Researchers also found they could alter Claude's answers by changing the concept in J-space. Swapping "spider" for "ant" caused Claude to answer "six." Changing "France" to "China" caused Claude to answer questions about France using China's capital and currency.

Anthropic mapped J-space's properties onto characteristics of "consciously accessible information" from human cognitive science: the content can be reported, it activates on demand, a single concept applies across multiple tasks, and it operates selectively.

## What is LeCun's position on AGI?

LeCun posted on X (formerly Twitter) on July 4, stating bluntly: "The 'G' in AGI is nonsense." He has argued consistently since 2023 that LLMs are a statistical interface, not true intelligence. His view directly conflicts with Anthropic's J-space findings, which suggest that human-like reasoning structures can emerge inside LLMs without being explicitly programmed.

Here's where we see the clearest tension in the sources: AMI Labs is betting that world models are the necessary path forward, while Anthropic's research suggests LLMs may be developing internal structures that look more like reasoning than LeCun's framework allows.

## What is AMI Labs building toward?

AMI Labs follows a dual-track model. It publishes open-source research and tools while also developing commercially licensable products. LeCun has suggested Meta could become one of AMI's first customers. The company positions itself as a "third path" alternative to the U.S.-China tech giant binary, with a goal of repositioning Europe as an AI hub.

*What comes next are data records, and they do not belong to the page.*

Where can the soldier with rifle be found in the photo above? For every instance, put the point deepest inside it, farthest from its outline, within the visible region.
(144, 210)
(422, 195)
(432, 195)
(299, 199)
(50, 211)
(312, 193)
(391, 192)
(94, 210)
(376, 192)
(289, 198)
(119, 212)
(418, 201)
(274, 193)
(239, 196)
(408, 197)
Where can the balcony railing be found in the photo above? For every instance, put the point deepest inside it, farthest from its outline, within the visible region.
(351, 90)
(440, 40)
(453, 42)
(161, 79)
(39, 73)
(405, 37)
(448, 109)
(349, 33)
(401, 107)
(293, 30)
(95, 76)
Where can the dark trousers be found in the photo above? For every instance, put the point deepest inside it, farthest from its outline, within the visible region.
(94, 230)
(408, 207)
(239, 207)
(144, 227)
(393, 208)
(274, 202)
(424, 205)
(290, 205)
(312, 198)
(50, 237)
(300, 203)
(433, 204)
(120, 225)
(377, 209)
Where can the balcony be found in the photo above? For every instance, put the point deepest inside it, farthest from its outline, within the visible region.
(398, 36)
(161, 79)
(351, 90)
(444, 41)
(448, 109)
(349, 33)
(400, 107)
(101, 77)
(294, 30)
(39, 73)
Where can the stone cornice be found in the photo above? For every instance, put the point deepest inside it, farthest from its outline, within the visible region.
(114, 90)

AMI Labs is also focused on [robotic AI agents](/articles/deepseek-proprietary-ai-chip-development) that can learn in zero-shot settings — meaning they can operate in new environments with little or no prior training data. Fung described physical AI as "an area where many things remain unsolved."

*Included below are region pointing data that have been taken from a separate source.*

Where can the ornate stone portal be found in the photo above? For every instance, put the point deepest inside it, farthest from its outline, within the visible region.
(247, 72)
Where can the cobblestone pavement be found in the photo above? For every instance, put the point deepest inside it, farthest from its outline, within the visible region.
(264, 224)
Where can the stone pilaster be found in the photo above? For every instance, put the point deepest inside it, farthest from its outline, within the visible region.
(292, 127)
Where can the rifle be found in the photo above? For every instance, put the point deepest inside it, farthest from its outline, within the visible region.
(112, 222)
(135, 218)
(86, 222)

The $1.03 billion seed round closed March 10, 2026, making it one of the largest seed rounds in AI history based on the figures reported.

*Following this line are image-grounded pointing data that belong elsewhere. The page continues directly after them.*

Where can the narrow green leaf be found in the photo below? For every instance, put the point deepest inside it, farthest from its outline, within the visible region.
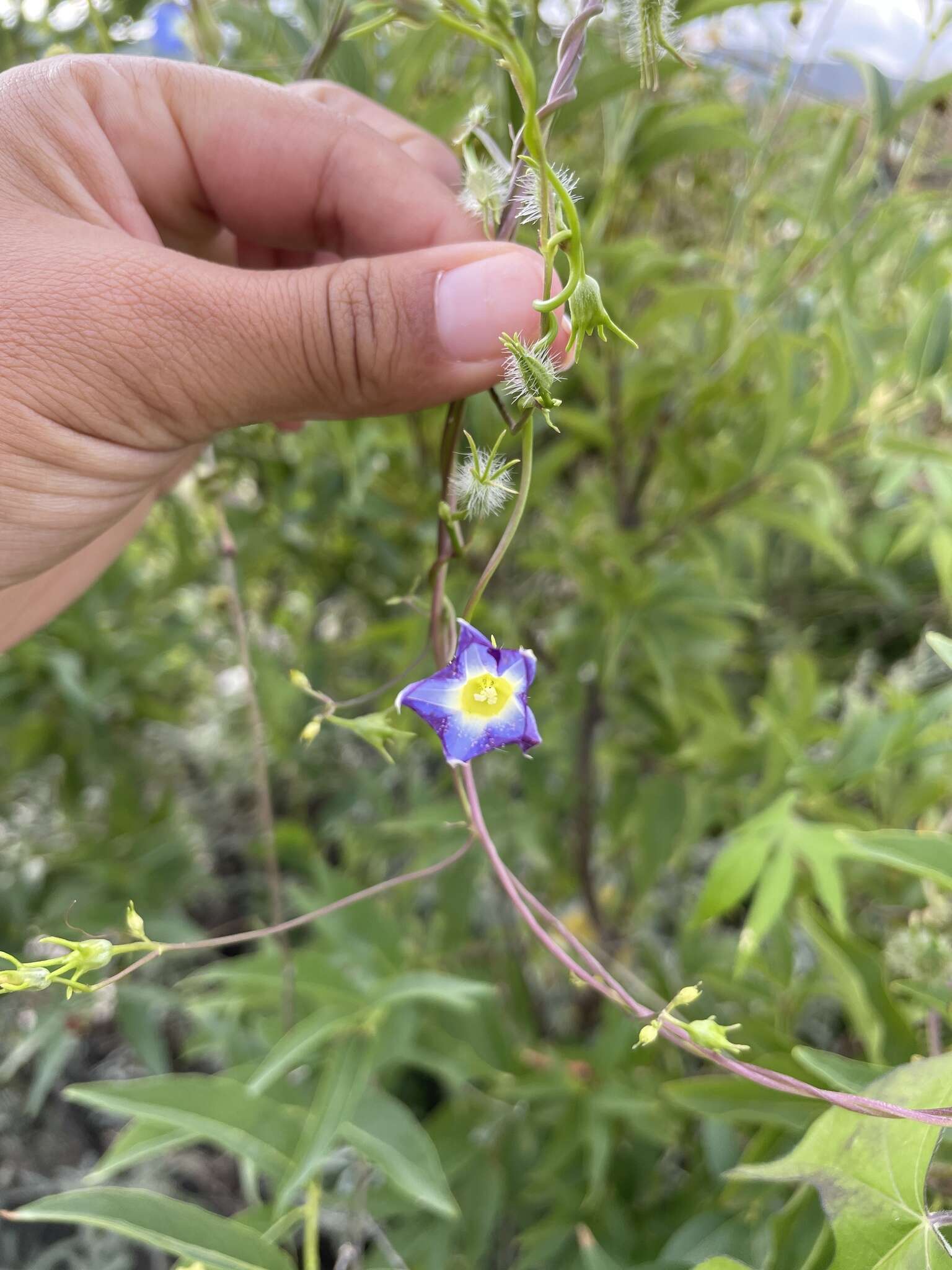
(339, 1090)
(300, 1043)
(450, 991)
(927, 345)
(387, 1134)
(941, 644)
(837, 161)
(856, 968)
(926, 855)
(774, 890)
(213, 1108)
(182, 1230)
(138, 1142)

## Frequently asked questions

****How much money did AMI Labs raise?****

AMI Labs raised $1.03 billion USD, approximately €890 million, in a seed funding round that closed on March 10, 2026. The round was based on a $3.5 billion pre-money valuation. The capital is earmarked for long-term research, global hiring, and development of AI systems that learn abstract representations of the real world.

****Who is Yann LeCun and what is AMI Labs?****

Yann LeCun is a Turing Award laureate and former chief AI scientist at Meta. He founded AMI Labs in March 2026 to continue the Advanced Machine Intelligence research program he had been pursuing at Meta and NYU. AMI Labs is a Paris-based startup focused on building world models — AI systems that learn physical cause-and-effect from sensory data rather than text.

****What is JEPA and how does AMI Labs use it?****

JEPA, or Joint Embedding Predictive Architecture, is a technology Yann LeCun developed during his time at Meta. Unlike large language models that predict the next token in a sequence, JEPA focuses on predicting the next situation — understanding context and physical relationships. AMI Labs is using JEPA as a foundation for its world model research.

****What is J-space in Anthropic's Claude model?****

J-space is a self-organized reasoning region that Anthropic discovered inside its Claude model. Claude formed it spontaneously during training — Anthropic did not design it. Researchers found that J-space controls Claude's reasoning: removing it drops Claude's performance to near kindergarten level. Altering a concept in J-space directly changes Claude's answers, showing it actively participates in reasoning.

****How do LLMs perform on physical reasoning benchmarks?****

On DeepPhy, a benchmark that tests physical reasoning ability, humans achieved 64.7% accuracy. The best-performing AI model scored just 41.2%. AMI Labs co-founder Pascal Fung cited this gap at ICML 2026 to argue that LLMs are fundamentally ill-suited for understanding physical causality, making world models a necessary alternative for real-world AI agents.